Sie blätterte in dem soeben gekauften Rezeptbuch und stieß auf den „Königskuchen“. Kannte sie gar nicht. Aber schon der Name gefiel ihr. Den würde sie backen. Noch heute. Für ihren Schatz. Für ihren Mann. Denn ihr Mann war ihr „König“.
Während sie die Zutaten zusammensuchte, akribisch abwog und liebevoll mit ihren Händen zu einem Teig verknetete, stellte sie sich die ganze Zeit vor, wie ihr Mann sich freuen würde.
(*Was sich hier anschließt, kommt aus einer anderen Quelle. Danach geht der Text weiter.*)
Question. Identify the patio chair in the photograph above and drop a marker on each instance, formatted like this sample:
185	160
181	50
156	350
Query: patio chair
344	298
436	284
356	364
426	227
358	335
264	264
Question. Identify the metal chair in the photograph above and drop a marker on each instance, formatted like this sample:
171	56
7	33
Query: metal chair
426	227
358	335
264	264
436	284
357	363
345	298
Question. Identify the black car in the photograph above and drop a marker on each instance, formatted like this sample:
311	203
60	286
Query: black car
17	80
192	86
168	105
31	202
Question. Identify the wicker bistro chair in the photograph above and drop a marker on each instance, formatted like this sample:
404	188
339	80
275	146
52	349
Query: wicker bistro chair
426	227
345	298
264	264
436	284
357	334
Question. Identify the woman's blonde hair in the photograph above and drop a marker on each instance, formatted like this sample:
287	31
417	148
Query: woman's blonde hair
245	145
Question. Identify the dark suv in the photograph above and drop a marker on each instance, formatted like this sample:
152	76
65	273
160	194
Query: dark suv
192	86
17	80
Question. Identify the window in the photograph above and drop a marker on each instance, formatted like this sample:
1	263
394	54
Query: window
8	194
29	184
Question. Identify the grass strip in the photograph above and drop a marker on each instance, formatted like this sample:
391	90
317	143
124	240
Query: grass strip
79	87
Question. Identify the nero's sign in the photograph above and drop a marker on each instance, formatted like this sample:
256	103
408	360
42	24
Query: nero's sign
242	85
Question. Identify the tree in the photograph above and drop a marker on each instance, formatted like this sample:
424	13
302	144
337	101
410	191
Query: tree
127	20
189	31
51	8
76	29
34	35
Wie er strahlen würde, wenn er zur Tür hereinkäme – und völlig außerhalb des für einen „normalen“ Wochentag Gewohnten -, den Duft frisch gebackenen Kuchens erschnuppern würde… . Wie er mit einem begeisterten „Hmmm, riecht das lecker!“ sogleich zu ihr in die Küche eilen würde. Wie geschmeichelt er sich fühlen würde, wenn sie ihm dann erzählte, dass sie extra für ihn einen „Königskuchen“ gebacken hatte.
Voll Vorfreude auf seine Freude schob sie den Kuchen in den Ofen. Sie hatte alles exakt so abgestimmt, dass der Kuchen gerade ofenfrisch fertig sein würde, wenn ihr Mann kam. Denn ofenfrisch aß er Kuchen am liebsten.
Sie hörte, wie sich sein Schlüssel in der Haustür drehte, und ihr Herz klopfte vor freudiger Erwartung, als sie den perfekt gelungenen Kuchen aus dem Ofen nahm.
Er hätte ihr sagen können, dass er gerade ein unangenehmes Gespräch mit einem Kunden hinter sich hatte. Dass er Kuchen zwar normalerweise zu jeder Tageszeit gerne aß, aber just in diesem Moment ausnahmsweise keinen Appetit darauf hatte, irgendwas zu essen, weil ihm dieses Gespräch auf den Magen geschlagen hatte.
Aber er sah sie nicht.
Er sah ihre Mühe, ihre Liebe und Wertschätzung nicht, die sie ihm mit diesem Kuchen zeigte.
Er blaffte sie an, dass er keinen Hunger habe und sie ihren Kuchen alleine essen könne.
Er fand sie „okay“. Aber eigentlich träumte er von einer Frau, die ihm Geborgenheit schenken würde. Liebe und Wertschätzung.